Customers can benefit from image streaming to allow workloads to start without waiting for the entire image to be downloaded, which leads to significant improvements in workload startup time. For example, Nvidia Triton Server (5.4GB container image) end-to-end startup time (from workload creation to server up for traffic) can be reduced from 191s to 30s.

Use Zstandard compressed container images

Zstandard compression is a feature supported in ContainerD. Please note that

Use the zstd builder in docker buildx

docker buildx create --name zstd-builder --driver docker-container \
  --driver-opt image=moby/buildkit:v0.10.3
docker buildx use zstd-builder

Build and push an image

IMAGE_URI=us-central1-docker.pkg.dev/<YOUR-CONTAINER-REPO>/example
IMAGE_TAG=v1

<Create your Dockerfile>

docker buildx build --file Dockerfile --output type=image,name=$IMAGE_URI:$IMAGE_TAG,oci-mediatypes=true,compression=zstd,compression-level=3,force-compression=true,push=true .
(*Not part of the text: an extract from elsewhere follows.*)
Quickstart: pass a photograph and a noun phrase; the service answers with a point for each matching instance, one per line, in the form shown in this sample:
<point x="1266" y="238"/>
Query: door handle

Now you can use IMAGE_URIfor your workload which will have zstd compression image format. And Zstandard benchmark shows zstd is >3x faster decompression than gzip (the current default).
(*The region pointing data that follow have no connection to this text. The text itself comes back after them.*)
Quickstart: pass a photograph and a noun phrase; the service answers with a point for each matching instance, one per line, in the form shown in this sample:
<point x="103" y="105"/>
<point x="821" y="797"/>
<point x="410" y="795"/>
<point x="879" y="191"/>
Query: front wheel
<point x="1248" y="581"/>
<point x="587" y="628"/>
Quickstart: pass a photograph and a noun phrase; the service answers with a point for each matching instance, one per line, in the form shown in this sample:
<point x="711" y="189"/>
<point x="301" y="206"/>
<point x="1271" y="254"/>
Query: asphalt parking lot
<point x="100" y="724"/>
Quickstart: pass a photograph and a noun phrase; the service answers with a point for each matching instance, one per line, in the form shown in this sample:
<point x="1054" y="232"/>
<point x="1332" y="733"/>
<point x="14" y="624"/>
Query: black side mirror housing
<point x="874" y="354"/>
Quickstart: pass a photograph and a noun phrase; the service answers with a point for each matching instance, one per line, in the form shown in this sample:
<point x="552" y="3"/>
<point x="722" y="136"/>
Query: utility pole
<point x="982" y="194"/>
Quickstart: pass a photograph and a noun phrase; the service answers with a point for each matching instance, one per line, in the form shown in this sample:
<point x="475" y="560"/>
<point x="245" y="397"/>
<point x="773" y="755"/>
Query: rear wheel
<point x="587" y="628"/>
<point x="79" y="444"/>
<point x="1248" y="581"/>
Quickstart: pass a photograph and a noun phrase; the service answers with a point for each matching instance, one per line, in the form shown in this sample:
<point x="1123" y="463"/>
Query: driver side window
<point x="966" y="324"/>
Use a preloader DaemonSet to preload the base container on nodes

ContainerD reuse the image layers across different containers if they share the same base container. And the preloader DaemonSet can start running even before the GPU driver is installed (driver installation takes ~30 seconds). So it can preload required containers before the GPU workload can be scheduled to the GPU node and start image pulling ahead of time.
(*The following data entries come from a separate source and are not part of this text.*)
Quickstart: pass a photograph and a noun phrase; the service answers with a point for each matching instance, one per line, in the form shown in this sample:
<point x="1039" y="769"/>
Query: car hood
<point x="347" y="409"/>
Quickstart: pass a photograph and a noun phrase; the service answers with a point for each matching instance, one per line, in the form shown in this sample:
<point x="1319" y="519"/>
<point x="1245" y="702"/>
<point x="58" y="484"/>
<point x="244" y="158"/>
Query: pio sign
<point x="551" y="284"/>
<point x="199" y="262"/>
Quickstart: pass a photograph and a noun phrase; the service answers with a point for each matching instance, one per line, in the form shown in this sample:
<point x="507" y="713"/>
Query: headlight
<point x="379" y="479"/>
Below is an example of the preloader DaemonSet.

apiVersion: apps/v1
kind: DaemonSet
metadata:
  name: container-preloader
  labels:
    k8s-app: container-preloader
spec:
  selector:
    matchLabels:
      k8s-app: container-preloader
  updateStrategy:
    type: RollingUpdate
  template:
    metadata:
      labels:
        name: container-preloader
        k8s-app: container-preloader
    spec:
      affinity:
        nodeAffinity:
          requiredDuringSchedulingIgnoredDuringExecution:
            nodeSelectorTerms:
            - matchExpressions:
              - key: cloud.google.com/gke-accelerator
                operator: Exists
      tolerations:
      - operator: "Exists"
      containers:
      - image: "<CONTAINER_TO_BE_PRELOADED>"
        name: container-preloader
        command: [ "sleep", "inf" ]

Use GCS Fuse to access DataSet via file system interface

Cloud Storage FUSE and CSI driver now available for GKE | Google Cloud Blog enables workloads to on-demand access GCS data with a local filesystem API.

Use VolumeSnapshot to quickly replicating data to pods by PVC with disk image

Using volume snapshots | Google Kubernetes Engine (GKE) with Disk image parameters to provision volumes used by Pods. This is because the disk image's base storage is reused by all disks created from it in the location, so new disk creation can be done much faster.